Friday, February 15, 2008

saving mother nature

New CO2 Capturing Material Could Make Plants Cleaner

By Alexis Madrigal EmailFebruary 14, 2008 | 4:48:20 PM

Co2capture_2Scientists claim to have discovered a new compound that will capture damaging carbon dioxide from power plants using a technique commonly used to by the pharmaceutical industry to find new drugs.

The sponge-like material, called ZIF-69, promises to hold 60 times its volume in carbon dioxide, a greenhouse gas scientists say is primarily responsible for climate change.

The compound, along with twenty-four others like it, were discovered using so-called high-throughput screening, a massively parallel technique for testing chemicals. The new molecule could be used to capture the carbon dioxide generated by power plants when they burn coal, gas, or biomass.

"We're altering the environment irreversibly and something needs to be done or we might not have time to do anything about it," said Omar Yaghi, a professor of chemistry at UCLA, lead author of the paper. "If you can capture carbon dioxide that goes a long way towards a cleaner environment."

Capturing carbon dioxide requires that you can sort that CO2 molecule from other particles. That's a trick that has proven quite difficult. Previous efforts have required heat to trap the carbon dioxide particles. Heat requires energy, and that energy costs money. Making carbon capture more efficient could reduce the cost of the process and bring "cleanish" fossil fuel plants closer to reality.

Yaghi's paper, published online today in the journal Science, describes more than just the properties of one carbon dioxide capturing material. It defines a new process for creating materials with the properties that scientists want with unprecedented speed.

"The high-throughput method will get us into more and more complex structures and ultimately more useful materials," said Yaghi. "We were discovering so many new compounds that we asked the students to stop, so we can summarize our work and publish it."

Once they had a set of new compounds, the team of chemists went to work analyzing the properties using x-ray crystallography to define their shapes and topography. That's how they found the new high CO2 capacity material, ZIF-69.

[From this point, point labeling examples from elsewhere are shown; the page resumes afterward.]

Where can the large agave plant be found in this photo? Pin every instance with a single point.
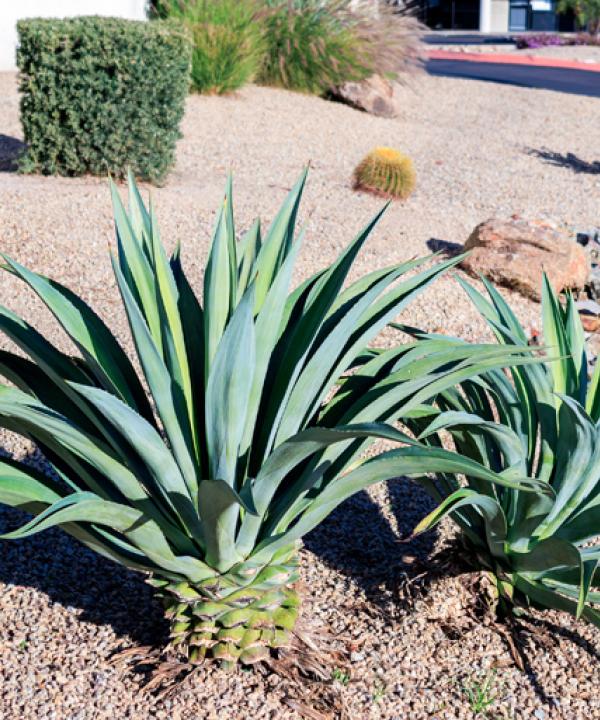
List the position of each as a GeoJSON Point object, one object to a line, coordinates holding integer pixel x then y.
{"type": "Point", "coordinates": [252, 433]}
{"type": "Point", "coordinates": [544, 424]}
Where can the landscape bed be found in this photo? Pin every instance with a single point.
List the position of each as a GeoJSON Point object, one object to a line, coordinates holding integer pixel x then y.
{"type": "Point", "coordinates": [413, 647]}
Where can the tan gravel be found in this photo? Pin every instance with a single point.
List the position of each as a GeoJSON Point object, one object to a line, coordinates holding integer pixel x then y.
{"type": "Point", "coordinates": [64, 611]}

ZIF-69 is like a carbon dioxide trap, allowing only CO2 in, while screening out molecules with different shapes. Under pressure, the compound allows the carbon dioxide in, but not back out. Then, when scientists decompress the material, the gas is released, allowing scientists to dump the captured CO2 into a storage system.

Such properties could make carbon capture substantially more efficient, although its efficacy under real conditions is unknown. Yaghi doesn't think the material will be ready for field tests for several years.

Franklin Orr, an earth sciences professor at Stanford, called the discovery "potentially quite significant," but noted that many of the details of how the material could be used in a carbon capture are still to come.

"They can be forgiven for not attacking every aspect of whether or not this is a commercially viable process in the first announcement of the finding," Orr said.

Orr noted that carbon dioxide capture is a major piece of the puzzle for making fossil fuel fired power plants cleaner. But carbon capture and sequestration is a multistep process. Once the carbon dioxide is captured, it has to be stored. Right now, engineers are planning to inject the CO2 into the ground in a process known as geological sequestration. Critics contend that such a strategy would require constant monitoring for leaks and would carry a very high level of risk.

These concerns lead environmental groups to deride carbon capture and sequestration as a pie-in-the-sky idea that entrenched fossil fuel companies promote to stave off the implementation of truly renewable technologies like solar and wind power.

"We are against coal carbon sequestration," said Daniel Kessler, a Greenpeace spokesperson. "The reality is that the technologies are going to require billions of dollars of investment. If we go that way, it's going to come at the expense of renewable energy."